What is the difference between CHADS2 and CHA2DS2-VASc?

The CHA2DS2-VASc score is an updated and more refined version of the CHADS2 score. While CHADS2 has 5 risk factors totaling a maximum of 6 points, CHA2DS2-VASc adds three additional factors: Vascular disease (prior MI, peripheral artery disease, or aortic plaque), Age 65-74 (1 point), and Sex category (female sex, 1 point), while Age 75 or older receives 2 points instead of 1. CHA2DS2-VASc ranges from 0 to 9 and is better at identifying truly low-risk patients who can safely avoid anticoagulation.

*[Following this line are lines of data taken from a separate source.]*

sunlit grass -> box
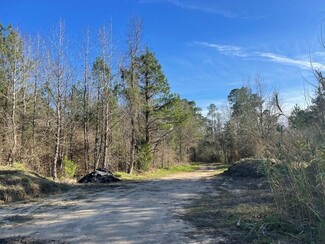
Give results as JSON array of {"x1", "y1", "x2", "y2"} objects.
[{"x1": 114, "y1": 164, "x2": 200, "y2": 180}]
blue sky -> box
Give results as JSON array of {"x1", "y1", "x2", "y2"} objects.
[{"x1": 0, "y1": 0, "x2": 325, "y2": 114}]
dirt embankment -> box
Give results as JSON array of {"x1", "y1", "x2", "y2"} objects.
[{"x1": 0, "y1": 165, "x2": 218, "y2": 243}]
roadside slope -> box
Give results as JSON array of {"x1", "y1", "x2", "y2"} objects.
[{"x1": 0, "y1": 165, "x2": 218, "y2": 243}]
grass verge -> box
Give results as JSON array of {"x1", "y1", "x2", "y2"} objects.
[
  {"x1": 0, "y1": 167, "x2": 69, "y2": 204},
  {"x1": 182, "y1": 173, "x2": 306, "y2": 244}
]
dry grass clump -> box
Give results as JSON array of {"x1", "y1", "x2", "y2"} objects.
[{"x1": 0, "y1": 167, "x2": 68, "y2": 203}]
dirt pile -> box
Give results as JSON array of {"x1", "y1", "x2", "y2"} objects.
[
  {"x1": 223, "y1": 159, "x2": 265, "y2": 178},
  {"x1": 78, "y1": 169, "x2": 121, "y2": 183}
]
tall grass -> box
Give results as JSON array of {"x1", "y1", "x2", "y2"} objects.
[{"x1": 266, "y1": 154, "x2": 325, "y2": 243}]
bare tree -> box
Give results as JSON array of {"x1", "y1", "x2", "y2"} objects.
[{"x1": 47, "y1": 20, "x2": 71, "y2": 180}]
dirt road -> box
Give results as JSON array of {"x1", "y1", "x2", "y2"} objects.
[{"x1": 0, "y1": 168, "x2": 218, "y2": 243}]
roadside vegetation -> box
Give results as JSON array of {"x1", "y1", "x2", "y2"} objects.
[
  {"x1": 0, "y1": 165, "x2": 70, "y2": 204},
  {"x1": 0, "y1": 18, "x2": 325, "y2": 243}
]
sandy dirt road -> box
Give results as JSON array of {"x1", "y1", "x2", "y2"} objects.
[{"x1": 0, "y1": 168, "x2": 218, "y2": 243}]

Current guidelines from the European Society of Cardiology preferentially recommend CHA2DS2-VASc, though CHADS2 remains widely used due to its simplicity and extensive validation.

When should anticoagulation be started based on CHADS2 score?

Anticoagulation recommendations based on CHADS2 score generally follow these guidelines: Score 0 indicates low risk (approximately 1.9% annual stroke rate), and aspirin alone (75-325 mg daily) or no therapy may be appropriate. Score 1 represents moderate risk (2.8% annual rate), where either aspirin or oral anticoagulation can be considered based on patient preference and bleeding risk. Score 2 or higher indicates that oral anticoagulation is recommended unless contraindicated, as the annual stroke risk exceeds 4%. Options include warfarin (target INR 2.0-3.0) or direct oral anticoagulants (DOACs) such as apixaban, rivarelbaan, dabigatran, or edoxaban. The bleeding risk (assessed with HAS-BLED score) should always be weighed against the stroke prevention benefit.

What are the limitations of the CHADS2 score?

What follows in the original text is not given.